Here’s two simple lifestyle changes that can reduce the frequency with which they show up in the first place.
#1: Start Meditating Every Day
When external events begin to affect our mental state, we experience stress. Stress means that our body releases cortisol and operates in a state of fight or flight – which means that we’re more anxious and on-edge.
Being in this state too often is damaging to our physical and mental health. The antidote to this feeling is our relaxation response, and that’s exactly what meditation helps facilitate.
Meditation reduces stress by triggering the body into a calm and relaxed state where our focus is intensely on the present. As an added benefit, meditation allows us to actually practice deflecting negative thoughts that lead to increased stress.
As you sit and focus on your breathing, your mind is going to wander. You don’t have a say in that, but you do have a say in whether or not you wander along with it.
Meditation helps you become better at letting things go. It improves your ability to concentrate on what’s right in front of you keeps you calm and collected when things get shaky.
If you want to make meditation a daily habit, start small with 3-5 minutes sessions. Once you’ve been consistent enough, start aiming for 10-20 minutes sessions.

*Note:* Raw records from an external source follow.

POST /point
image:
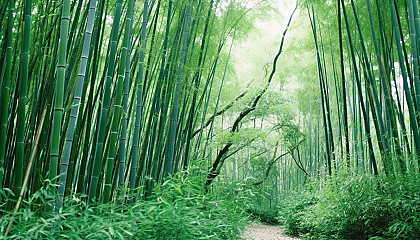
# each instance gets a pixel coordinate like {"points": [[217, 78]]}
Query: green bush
{"points": [[179, 209], [357, 207]]}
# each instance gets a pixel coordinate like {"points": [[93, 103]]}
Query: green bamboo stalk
{"points": [[59, 97], [359, 87], [123, 142], [409, 98], [139, 100], [23, 83], [76, 102], [117, 105], [343, 88], [5, 93], [106, 99]]}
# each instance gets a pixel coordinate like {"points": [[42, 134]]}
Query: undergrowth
{"points": [[356, 207], [179, 209]]}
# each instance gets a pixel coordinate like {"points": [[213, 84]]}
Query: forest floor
{"points": [[259, 231]]}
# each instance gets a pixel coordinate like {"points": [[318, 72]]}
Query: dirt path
{"points": [[258, 231]]}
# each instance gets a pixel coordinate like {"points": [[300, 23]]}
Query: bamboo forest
{"points": [[210, 119]]}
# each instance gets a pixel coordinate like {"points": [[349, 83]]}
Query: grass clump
{"points": [[356, 207], [178, 209]]}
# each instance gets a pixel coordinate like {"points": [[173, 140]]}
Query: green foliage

#2: Hang Out With Positive People
A positive environment fosters more positivity. That is especially true when talking about the people that we spend time with.
Subconsciously, we begin adopting the worldviews, judgements, and beliefs of the people that we spend the most time with.

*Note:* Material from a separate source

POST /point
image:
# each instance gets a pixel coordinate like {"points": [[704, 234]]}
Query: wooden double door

It’s only natural. We have a hard-wired survival instinct that motivates us to fit in, and the easiest way to fit in is to align our values with the people closest to us.
So if the people you spend time with are always letting negativity fester and routinely playing the victim card, it’s likely your unconsciously adopting some of those same traits into your life.
On the other hand, if you’re in the company of positive people who exude happiness and lift up other people, you’ll start developing those traits as well.
There’s no cheat code to winning the game of life, but choosing your circle carefully is about as close as you can get.
Final Thoughts On How To Not Let Things Bother You
I hope you enjoyed this article on how to not let things bother you so much.
Life is a constant balance between chaos and order, between sadness and happiness, between anger and joy.
The mix of these emotions is what makes life worth living. Yet, when the negative tends to outweigh the positive, that’s a sign that we need to start managing our emotions better.
Because the truth is that two people can look at the same situation and draw completely different conclusions.
For example, someone who lets things get to them might have a random thought about the past and latch onto it. Then before they know it, they’re in a mental snowball and their mind is polluted with negative thoughts.
On the other hand, someone else might experience that same thought and defuse it. They’ll call it out by name and then say, “Thanks mind,” then proceed to continue whatever it is they were doing before the thought popped up.
It’s a simple choice with far-reaching impacts.
If you can disconnect from your thoughts, choose your friends more carefully, and pursue a career that you love, you’ll start becoming bulletproof. The negativity will always be there, you’ll simply handle it better than everyone else.